This week is the MLB Rule 4 Amateur Draft, and as you are very much aware, because the Chicago Cubs signed Jason Heyward and John Lackey, and didn’t grab a compensation pick for Dexter Fowler (but who cares, he’s awesome for Chicago), Jason McLeod and friends don’t get to pick until the third round, so the first day of the Draft won’t involve the Cubs at all. That doesn’t mean we’re not excited, but it does put a damper on the weekend’s marquee event for us, and it also belies what we thought about a couple seasons back when it looked like the Cubs were on the verge of getting good.
Having a later round pick doesn’t sap our confidence in the Cubs brain trust, though, as you’ve probably heard of underslots and other later signees doing well in the lower minors. Ryan Williams, for example, was picked in the 10th round of the same draft that got Kyle Schwarber to Chicago, and he looks like he knows what he’s doing. Speaking of Schwarber and his fellow draftees…

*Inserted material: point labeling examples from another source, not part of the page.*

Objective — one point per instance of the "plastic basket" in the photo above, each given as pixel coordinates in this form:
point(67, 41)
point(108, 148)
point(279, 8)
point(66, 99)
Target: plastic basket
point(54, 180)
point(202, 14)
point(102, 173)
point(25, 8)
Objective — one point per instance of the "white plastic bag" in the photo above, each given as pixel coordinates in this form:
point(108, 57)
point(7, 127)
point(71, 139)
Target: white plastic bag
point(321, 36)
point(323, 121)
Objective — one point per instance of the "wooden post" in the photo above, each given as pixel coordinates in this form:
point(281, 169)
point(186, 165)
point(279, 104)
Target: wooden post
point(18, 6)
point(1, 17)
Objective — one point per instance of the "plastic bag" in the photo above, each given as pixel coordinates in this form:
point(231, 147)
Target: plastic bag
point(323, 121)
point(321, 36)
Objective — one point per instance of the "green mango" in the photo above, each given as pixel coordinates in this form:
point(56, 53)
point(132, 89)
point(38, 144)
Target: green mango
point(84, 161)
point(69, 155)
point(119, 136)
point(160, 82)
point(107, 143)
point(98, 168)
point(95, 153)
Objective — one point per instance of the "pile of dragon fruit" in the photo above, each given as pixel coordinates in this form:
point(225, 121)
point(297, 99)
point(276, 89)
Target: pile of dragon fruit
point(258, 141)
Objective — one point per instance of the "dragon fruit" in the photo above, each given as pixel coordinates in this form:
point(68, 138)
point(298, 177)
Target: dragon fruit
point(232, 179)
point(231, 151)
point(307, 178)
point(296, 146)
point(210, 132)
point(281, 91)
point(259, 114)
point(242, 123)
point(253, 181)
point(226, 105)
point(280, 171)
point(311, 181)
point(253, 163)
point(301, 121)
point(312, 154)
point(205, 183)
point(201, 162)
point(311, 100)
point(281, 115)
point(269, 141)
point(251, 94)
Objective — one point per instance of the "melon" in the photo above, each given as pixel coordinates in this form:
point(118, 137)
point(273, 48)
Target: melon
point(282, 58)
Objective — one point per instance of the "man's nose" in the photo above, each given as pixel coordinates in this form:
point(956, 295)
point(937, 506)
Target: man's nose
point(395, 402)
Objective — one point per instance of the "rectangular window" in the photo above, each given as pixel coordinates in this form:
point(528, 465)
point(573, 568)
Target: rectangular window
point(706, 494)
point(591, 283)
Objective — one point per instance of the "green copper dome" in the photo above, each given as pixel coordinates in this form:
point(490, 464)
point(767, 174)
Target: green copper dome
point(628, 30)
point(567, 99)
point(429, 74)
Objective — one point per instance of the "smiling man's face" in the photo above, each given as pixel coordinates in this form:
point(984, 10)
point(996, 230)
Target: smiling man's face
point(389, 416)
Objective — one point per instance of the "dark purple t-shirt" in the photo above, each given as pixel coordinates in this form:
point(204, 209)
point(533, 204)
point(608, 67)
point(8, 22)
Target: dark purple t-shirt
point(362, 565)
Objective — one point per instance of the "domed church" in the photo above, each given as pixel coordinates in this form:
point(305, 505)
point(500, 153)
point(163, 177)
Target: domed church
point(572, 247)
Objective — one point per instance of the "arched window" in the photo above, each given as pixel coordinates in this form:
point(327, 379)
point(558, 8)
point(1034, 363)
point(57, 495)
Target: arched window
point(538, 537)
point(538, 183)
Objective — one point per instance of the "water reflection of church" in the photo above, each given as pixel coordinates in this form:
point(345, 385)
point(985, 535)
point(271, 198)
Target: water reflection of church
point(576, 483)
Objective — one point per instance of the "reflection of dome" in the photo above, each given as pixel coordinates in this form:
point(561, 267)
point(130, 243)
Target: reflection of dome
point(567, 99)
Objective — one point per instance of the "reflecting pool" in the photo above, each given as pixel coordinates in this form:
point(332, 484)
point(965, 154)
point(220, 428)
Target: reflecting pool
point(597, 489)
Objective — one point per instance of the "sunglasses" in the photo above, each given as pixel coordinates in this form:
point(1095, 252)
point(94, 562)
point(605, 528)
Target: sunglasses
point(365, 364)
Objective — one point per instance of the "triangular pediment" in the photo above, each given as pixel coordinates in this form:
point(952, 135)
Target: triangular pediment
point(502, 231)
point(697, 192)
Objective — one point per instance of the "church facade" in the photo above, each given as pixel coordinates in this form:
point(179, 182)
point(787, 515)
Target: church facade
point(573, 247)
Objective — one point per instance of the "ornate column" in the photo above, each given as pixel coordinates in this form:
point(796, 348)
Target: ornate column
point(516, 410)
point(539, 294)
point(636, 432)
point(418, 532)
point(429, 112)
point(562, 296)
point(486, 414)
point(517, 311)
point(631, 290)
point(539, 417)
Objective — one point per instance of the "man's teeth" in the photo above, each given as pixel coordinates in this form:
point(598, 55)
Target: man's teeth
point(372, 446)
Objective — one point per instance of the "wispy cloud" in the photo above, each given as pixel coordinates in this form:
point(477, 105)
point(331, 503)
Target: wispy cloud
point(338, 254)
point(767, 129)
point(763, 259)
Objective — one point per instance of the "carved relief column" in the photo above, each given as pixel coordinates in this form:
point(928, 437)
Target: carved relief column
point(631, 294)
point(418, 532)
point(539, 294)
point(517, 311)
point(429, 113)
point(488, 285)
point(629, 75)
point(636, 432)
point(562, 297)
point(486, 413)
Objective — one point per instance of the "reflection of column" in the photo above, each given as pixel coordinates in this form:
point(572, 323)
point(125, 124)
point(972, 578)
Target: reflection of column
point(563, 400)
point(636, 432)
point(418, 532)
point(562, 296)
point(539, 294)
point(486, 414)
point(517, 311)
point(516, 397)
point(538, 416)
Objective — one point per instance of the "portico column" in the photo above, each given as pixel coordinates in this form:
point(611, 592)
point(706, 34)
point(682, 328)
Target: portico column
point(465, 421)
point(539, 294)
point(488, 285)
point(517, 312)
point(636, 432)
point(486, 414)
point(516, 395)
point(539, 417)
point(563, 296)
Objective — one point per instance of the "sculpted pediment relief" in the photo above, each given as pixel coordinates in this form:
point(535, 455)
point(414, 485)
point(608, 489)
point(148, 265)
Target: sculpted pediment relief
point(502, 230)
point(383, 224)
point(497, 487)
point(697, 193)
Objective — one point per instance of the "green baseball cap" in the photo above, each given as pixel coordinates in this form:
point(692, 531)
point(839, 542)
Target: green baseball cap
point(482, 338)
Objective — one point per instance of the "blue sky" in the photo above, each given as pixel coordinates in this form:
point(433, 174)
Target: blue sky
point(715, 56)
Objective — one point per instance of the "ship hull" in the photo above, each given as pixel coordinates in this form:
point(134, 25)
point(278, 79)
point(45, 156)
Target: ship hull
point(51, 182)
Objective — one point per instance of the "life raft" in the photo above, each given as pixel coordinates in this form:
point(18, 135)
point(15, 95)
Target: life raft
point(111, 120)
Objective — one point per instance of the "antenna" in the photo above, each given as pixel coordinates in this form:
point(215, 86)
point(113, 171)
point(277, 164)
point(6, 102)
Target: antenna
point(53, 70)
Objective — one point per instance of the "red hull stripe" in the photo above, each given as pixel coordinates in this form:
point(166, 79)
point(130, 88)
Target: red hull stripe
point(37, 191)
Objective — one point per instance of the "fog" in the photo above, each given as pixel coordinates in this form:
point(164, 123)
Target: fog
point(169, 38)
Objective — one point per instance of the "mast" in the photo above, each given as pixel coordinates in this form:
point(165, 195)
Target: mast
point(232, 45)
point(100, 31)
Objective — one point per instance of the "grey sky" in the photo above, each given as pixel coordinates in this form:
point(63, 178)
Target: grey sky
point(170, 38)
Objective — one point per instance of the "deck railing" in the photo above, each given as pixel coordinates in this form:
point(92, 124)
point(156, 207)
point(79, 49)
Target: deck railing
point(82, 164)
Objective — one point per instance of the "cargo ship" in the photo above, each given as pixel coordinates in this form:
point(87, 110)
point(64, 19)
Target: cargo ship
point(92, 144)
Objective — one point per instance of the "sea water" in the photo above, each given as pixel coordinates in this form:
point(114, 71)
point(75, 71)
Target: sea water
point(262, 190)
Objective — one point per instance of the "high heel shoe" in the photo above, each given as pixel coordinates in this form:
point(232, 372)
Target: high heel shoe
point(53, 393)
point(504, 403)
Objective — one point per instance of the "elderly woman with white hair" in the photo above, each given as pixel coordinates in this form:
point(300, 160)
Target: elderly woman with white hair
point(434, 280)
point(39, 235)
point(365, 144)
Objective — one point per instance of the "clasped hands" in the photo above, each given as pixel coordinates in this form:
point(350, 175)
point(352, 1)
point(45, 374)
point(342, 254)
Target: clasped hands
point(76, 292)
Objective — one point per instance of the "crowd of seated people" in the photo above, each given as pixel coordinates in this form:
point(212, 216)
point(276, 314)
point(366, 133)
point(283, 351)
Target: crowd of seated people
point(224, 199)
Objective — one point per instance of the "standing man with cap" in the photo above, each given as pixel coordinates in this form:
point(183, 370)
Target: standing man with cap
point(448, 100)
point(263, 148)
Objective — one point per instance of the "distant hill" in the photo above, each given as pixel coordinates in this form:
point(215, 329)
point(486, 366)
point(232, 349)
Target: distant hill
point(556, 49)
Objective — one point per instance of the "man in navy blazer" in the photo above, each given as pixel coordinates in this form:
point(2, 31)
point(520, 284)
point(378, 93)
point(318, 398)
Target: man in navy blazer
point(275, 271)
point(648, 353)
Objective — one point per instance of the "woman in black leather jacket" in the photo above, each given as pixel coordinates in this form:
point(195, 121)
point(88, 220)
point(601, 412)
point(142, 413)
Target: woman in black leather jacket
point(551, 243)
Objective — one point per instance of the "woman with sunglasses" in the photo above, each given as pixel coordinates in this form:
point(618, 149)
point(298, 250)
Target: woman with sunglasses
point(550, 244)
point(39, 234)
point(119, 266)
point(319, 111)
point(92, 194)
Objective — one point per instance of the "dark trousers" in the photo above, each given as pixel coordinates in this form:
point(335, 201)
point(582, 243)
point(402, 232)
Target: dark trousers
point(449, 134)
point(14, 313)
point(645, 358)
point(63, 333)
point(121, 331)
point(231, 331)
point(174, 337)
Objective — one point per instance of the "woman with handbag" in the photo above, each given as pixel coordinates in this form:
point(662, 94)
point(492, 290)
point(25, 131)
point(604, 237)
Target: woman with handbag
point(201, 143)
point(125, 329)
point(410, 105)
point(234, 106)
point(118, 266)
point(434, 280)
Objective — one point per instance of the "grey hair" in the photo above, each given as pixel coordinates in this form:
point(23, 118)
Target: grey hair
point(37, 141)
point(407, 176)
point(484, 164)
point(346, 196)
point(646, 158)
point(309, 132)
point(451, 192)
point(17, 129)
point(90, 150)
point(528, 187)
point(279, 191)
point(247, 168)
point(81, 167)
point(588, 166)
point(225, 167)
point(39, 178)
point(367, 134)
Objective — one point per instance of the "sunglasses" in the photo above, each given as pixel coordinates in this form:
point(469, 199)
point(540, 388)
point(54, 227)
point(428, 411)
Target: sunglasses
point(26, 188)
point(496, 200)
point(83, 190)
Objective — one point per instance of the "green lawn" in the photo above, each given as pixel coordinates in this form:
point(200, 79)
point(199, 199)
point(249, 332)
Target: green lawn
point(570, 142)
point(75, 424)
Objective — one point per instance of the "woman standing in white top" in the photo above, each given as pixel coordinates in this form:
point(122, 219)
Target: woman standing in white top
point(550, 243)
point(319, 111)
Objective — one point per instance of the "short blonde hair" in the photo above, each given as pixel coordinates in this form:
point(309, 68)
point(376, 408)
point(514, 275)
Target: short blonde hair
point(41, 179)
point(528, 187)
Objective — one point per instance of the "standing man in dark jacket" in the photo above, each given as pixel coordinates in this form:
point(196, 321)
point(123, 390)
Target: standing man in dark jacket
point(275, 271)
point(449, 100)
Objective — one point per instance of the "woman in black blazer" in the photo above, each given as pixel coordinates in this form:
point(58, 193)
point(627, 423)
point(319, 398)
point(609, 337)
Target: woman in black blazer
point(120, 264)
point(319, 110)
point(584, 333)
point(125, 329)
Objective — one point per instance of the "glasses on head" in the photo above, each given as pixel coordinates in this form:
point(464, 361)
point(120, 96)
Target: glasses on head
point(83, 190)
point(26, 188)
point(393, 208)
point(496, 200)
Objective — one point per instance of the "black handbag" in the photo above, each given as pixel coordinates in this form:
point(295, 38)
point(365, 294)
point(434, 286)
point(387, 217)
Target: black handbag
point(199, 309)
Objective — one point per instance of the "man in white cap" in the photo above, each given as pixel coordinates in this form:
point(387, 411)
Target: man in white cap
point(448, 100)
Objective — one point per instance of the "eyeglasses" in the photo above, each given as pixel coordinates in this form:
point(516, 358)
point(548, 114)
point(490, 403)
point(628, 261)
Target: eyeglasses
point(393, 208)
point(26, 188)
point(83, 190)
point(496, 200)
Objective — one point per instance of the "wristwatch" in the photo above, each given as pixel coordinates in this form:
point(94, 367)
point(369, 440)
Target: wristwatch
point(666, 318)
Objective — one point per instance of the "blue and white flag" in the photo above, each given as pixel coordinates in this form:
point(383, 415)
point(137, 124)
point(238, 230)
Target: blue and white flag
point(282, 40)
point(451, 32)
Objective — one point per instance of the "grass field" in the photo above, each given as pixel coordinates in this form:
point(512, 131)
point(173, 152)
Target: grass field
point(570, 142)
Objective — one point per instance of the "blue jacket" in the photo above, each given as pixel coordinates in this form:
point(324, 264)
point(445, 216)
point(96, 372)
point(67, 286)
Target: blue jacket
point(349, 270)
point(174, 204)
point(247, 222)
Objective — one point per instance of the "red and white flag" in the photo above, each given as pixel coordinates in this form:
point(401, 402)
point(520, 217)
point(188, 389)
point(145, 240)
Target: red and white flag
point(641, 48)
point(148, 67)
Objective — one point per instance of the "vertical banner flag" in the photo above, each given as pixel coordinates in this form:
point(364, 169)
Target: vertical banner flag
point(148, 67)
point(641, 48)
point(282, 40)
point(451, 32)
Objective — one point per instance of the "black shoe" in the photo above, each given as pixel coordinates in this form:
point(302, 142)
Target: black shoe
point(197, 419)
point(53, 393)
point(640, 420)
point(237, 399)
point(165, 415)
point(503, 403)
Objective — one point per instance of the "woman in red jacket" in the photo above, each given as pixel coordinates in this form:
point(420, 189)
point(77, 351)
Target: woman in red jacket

— dabynsky (@dabynsky) June 8, 2016
Now we don’t want to put any undue pressure on Jason McLeod and the scouting team, but that’s pretty impressive. Even McLeod himself has stayed humble, letting us know that they missed on some impact pitchers in the previous drafts, something that I know many Cubs fans have complained about and that the front office continues to address because they don’t just sit around watching Rome burn down. Think about it…from 2011 to 2014, the Cubs drafted, in order:
- Javier Baez
- Albert Almora, who made his debut on Tuesday night in place of Jorge Soler
- Kris Bryant
- Kyle Schwarber
All of these guys made it to the Show, within 4 seasons of being drafted, and in the case of Baez, Bryant, and Schwarber, we’ve already blogged enough about their awesomeness that you don’t need it rehashed, unless you do, in which case do a search in our blog and check out all the awesomeness.
We can start with Schwarber, a defensively-challenged but very hard-working guy who accumulated 1.2 bWAR over just 69 contests last season before he blew out his knee early this season. So even with bad defense (psst: it’s not THAT bad), his bat was supreme. He struck out in his debut plate appearance, but had a great second game on the way to some postseason highlights. Hopefully he can come back and catch some because Cubs catchers are getting a bit old.
Before him, in the same season, Bryant came up conveniently after his cutoff date, and struck out 3 times in his debut game. He ended up being alright from the second game on, winning the Rookie of the Year award. Not too shabby, right?
Before those two, we had Javier Baez, who struck out like a billion times in his debut season, but still flashed plenty of power and has been responsible for some of the most memorable hits and homers in recent memory. His versatility on defense and power potential make him an extremely valuable player.
I know Almora simply grounded out in his debut, but if the track record of the Cubs front office is any indication, we might expect some great things from him eventually. We just have to be patient, as we’ve been since Theo Epstein was hired. The rewards have come, and will continue to come.